I left the class, ran towards the bus stop because I was late to meet a friend for dinner, and my eyes felt wider than they had ever been. Air rushed past me, but through me as well. As I waited for the bus, I couldn't help but pace, back and forth, back and forth, my body clearly not wanting to stop moving after the glorious experience it had just had.
"Thank you!" it kept saying to me. How can such a feeling ever be doubted? How could I have ever questioned the most vital aspect of my being? My only explanation thus far is that my mental muscle has always been stronger than my entire body's worth of muscle combined. Otherwise, I would never have succeeded at fooling myself for so long. And as I paced back and forth, I couldn't keep the tears from cascading down my reddened cheeks. I cried and I cried, and I pitied myself, and then I cried for the joy within me, and I cried for the truth being revealed, and I cried for my body.
And today, as I went to work at my inconsequential, meaningless place of work, the apron around my neck seemed more menacing than ever before.
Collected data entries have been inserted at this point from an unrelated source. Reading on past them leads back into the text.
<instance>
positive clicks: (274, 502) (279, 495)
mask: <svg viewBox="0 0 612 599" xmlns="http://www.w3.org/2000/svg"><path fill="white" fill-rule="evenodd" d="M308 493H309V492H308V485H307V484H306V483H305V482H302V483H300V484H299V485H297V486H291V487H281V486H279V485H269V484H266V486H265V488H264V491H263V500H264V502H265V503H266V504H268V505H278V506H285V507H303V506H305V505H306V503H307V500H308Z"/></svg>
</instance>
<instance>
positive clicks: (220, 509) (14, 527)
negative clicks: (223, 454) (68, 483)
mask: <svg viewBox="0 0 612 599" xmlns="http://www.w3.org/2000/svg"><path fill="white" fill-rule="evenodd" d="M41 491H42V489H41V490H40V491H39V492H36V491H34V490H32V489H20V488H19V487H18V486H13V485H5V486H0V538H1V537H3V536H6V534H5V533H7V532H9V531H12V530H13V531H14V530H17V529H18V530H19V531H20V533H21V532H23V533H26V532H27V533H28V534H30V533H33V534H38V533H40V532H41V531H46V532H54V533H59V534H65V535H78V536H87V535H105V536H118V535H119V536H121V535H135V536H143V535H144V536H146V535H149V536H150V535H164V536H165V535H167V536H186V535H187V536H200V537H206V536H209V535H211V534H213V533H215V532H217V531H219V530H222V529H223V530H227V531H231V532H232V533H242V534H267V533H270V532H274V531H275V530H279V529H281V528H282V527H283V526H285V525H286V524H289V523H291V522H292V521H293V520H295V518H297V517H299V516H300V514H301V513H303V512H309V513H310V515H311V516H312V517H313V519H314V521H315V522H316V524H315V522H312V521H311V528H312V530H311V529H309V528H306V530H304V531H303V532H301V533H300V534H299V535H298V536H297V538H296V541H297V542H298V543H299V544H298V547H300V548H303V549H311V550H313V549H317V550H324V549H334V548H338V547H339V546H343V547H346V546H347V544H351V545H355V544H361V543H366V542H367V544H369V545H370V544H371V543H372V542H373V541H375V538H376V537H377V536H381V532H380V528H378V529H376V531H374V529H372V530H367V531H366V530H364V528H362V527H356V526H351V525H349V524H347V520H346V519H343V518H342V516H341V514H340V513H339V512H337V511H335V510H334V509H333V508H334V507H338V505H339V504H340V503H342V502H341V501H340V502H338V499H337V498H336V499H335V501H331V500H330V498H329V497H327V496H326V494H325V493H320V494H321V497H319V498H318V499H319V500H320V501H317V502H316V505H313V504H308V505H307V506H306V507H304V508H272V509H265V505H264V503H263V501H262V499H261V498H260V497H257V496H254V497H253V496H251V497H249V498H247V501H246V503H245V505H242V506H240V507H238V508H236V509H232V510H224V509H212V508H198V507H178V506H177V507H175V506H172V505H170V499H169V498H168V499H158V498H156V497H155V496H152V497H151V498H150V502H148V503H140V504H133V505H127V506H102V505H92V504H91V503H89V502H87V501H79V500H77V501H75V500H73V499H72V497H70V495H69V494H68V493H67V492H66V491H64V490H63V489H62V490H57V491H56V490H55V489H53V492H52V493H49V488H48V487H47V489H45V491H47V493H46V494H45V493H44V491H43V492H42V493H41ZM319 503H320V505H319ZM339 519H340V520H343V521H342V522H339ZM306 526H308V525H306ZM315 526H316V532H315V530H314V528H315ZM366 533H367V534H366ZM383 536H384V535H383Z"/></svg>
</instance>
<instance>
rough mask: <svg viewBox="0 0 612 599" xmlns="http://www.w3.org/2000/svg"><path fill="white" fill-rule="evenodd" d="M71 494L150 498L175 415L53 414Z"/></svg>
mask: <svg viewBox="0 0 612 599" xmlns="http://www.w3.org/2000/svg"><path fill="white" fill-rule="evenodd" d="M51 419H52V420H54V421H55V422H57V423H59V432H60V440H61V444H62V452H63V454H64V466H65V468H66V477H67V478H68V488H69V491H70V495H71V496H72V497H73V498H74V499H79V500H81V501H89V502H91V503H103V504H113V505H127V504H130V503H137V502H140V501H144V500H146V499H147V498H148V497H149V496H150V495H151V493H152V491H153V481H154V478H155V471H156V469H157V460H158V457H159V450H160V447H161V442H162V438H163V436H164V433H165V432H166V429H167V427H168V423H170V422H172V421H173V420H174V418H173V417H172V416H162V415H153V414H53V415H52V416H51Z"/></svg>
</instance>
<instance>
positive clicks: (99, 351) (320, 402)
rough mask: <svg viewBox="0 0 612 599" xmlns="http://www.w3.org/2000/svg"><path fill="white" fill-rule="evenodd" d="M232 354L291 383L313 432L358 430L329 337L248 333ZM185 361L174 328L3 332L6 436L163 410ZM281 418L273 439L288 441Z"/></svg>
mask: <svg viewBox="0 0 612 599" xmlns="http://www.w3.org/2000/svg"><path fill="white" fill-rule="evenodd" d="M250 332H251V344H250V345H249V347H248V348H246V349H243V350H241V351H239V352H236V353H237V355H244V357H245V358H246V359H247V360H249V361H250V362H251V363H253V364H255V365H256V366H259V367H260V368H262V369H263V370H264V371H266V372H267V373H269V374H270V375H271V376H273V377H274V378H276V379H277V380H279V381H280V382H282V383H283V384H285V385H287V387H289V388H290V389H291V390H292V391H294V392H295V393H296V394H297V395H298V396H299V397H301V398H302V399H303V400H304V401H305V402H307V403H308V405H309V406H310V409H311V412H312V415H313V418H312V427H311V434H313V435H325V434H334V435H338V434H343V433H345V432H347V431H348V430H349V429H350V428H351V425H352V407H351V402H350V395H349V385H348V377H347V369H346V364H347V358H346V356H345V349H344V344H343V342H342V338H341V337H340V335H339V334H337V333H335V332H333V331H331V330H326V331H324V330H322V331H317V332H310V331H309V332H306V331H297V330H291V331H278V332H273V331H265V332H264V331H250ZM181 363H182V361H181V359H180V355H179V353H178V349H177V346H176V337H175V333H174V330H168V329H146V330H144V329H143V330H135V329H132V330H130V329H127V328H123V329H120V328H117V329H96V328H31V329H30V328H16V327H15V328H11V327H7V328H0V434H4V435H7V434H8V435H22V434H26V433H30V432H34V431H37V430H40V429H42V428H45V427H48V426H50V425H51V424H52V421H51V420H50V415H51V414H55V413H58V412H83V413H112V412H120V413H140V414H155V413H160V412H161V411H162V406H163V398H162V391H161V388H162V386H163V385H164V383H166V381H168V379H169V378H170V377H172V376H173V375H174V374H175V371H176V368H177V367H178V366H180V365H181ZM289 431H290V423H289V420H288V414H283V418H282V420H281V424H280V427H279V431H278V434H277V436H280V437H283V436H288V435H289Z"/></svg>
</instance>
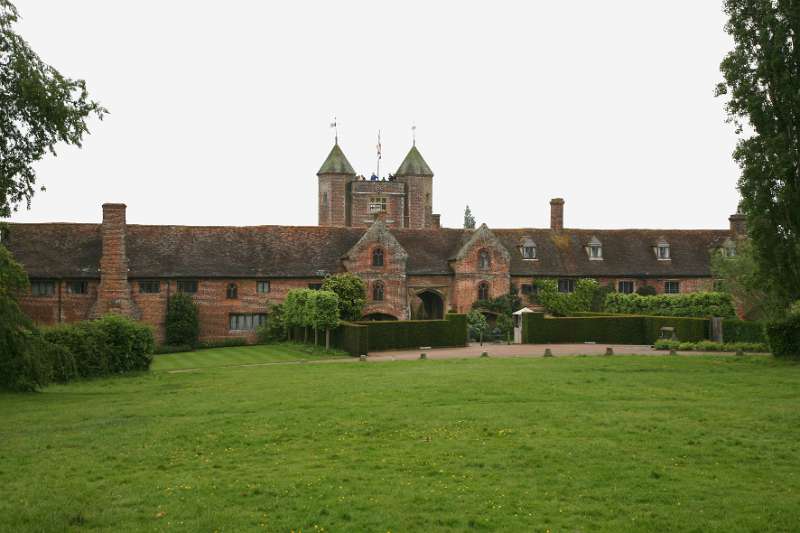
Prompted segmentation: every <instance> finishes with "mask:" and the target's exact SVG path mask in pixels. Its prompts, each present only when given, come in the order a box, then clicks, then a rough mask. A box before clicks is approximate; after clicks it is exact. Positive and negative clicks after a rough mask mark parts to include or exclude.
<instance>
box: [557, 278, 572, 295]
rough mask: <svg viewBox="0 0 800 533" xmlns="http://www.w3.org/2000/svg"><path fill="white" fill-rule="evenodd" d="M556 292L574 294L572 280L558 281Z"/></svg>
mask: <svg viewBox="0 0 800 533" xmlns="http://www.w3.org/2000/svg"><path fill="white" fill-rule="evenodd" d="M558 292H575V280H574V279H560V280H558Z"/></svg>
After being nourished and tended to at my dance class, here was my body again, back in prison. Constrained by a dark brown piece of fabric that not only seems to invite stress and tension right into my muscles, but represents the time spent not doing what I should be doing. At my place of work, I am a pawn of the system, and my body is angry for it. And so my shoulders rise and furrow together like two big, hairy eyebrows on one furious face. My spine freezes and the glorious sensation of freedom and ecstasy is sucked away, as long as I insist on wasting my time producing funds for my survival.